To build your plan you need to begin by defining the physical stages or work areas in your prefabrication process. These can include Framing, Subassembly, Sheathing, Insulation, etc. After defining the stages in your prefab process, it's important to assign labor requirements and resources to your process. Labor will be the primary constraint in gauging the speed and cost of completing your project.

Through Offsight’s Planning Dashboard, labor can be assigned with a rate per hour based on their role and skill set and a start date to specify when they should start working on the panelized project at the prefab factory. Factory working hours and target labor hours define how long it would take to complete a process e.g. Sheathing for a specific type of panel and the total process time would forecast the timeframe to complete a product. 

In order to make our plan even more accurate, it’s important to specify all types of panel designs e.g. Interior, Exterior, Load Bearing, etc. that would be part of this project including how each design would move through the prefab process and approximately how many labor hours would be needed to complete each step in the prefab process. To receive an accurate production forecast, it’s important to also identify each panel as a product e.g. Panel - A1 and link this with that panel’s specific design we identified earlier. Finally, we set the sequence in which the individual panels proceed through the prefab factory during production. This sequence may be related to the order in which each floor on the job site may be constructed e.g. all panels on the 1st Floor start before all panels on the 2nd Floor and so forth. 

Now that our plan is set, we can leverage Offsight to automatically generate a detailed production forecast and prefab schedule. We can easily review when each panel would be forecasted to start and complete based on our labor constraints and visualize the entire project plan in Offsight’s dynamic GANTT Chart. If the owner or developer needs to accelerate project delivery, the prefab factory can modify labor resources by either adding more personnel or reducing the time between start dates to accelerate. We now have a highly dynamic prefab plan and labor cost estimate for our project which we can reference in our bid package. 

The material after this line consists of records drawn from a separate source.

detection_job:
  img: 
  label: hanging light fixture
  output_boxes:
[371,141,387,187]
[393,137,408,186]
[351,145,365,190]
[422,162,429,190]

Performing Materials Takeoff and Costing

After modeling our labor costs, the next part is calculating material costs with Offsight’s Takeoff tool for your prefab project. The materials costs can be added to our project by linking a Bill of Materials (BOM) with each unique panel design. You will recall we defined these earlier based on the type of panel. In some cases BOMs may be unique per Product e.g, Panel - A1  has a unique set of materials that are significantly different than Panel - A2. In either case the unique BOMs can be linked through Offsight’s Takeoff Dashboard. 

Once the BOMs are linked to their appropriate designs with materials and costs per unit identified, we can then link costs across all products we identified earlier in our plan to arrive at the total material cost for our prefab project. 

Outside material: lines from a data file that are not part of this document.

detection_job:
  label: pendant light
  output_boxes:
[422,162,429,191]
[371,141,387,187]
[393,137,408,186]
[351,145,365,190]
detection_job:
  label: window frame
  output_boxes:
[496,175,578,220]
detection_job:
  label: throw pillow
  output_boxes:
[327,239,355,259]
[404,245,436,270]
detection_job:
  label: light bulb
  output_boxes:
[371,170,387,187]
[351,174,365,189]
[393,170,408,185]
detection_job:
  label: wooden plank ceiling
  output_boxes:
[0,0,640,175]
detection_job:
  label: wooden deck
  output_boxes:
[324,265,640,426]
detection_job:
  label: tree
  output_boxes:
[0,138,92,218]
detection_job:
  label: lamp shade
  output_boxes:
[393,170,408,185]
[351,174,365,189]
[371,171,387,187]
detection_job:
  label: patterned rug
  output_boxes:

Finalizing Your Prefab Estimate

With the addition of material costs, we now have a highly accurate picture of what our prefab project would cost. As a next step, we need to access Offsight’s Estimation Dashboard to complete our costing.

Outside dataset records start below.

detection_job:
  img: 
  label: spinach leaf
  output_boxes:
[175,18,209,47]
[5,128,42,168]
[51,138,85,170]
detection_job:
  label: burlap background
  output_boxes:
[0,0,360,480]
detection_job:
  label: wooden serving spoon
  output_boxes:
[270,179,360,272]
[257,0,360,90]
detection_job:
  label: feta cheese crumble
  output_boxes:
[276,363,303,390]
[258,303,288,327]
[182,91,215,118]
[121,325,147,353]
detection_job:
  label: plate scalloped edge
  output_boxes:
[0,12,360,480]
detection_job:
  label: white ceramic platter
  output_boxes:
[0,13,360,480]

With Offsight’s Estimation Dashboard feature set, we can automatically pull a plan and all associated labor costs including factory prefabrication and installation costs and pair this with the appropriate materials costs for that plan. We can then add in logistics costs which can include shipping, warehousing and delivery. These costs can be entered as a fixed cost per a vendor’s quote or as an overall percent of project costs to account for variability in price that can scale with a project's complexity. 

Once these final elements are added, Offsight’s Estimation Dashboard will provide a complete project cost breakdown for your prefab project along with a full project schedule and forecast. These documents can be included in active bids or for better internal or external alignment with project stakeholders. Furthermore, this will provide your prefab team with the tools needed to accurately bid on projects and advocate for prefabrication to meet the project objectives and goals.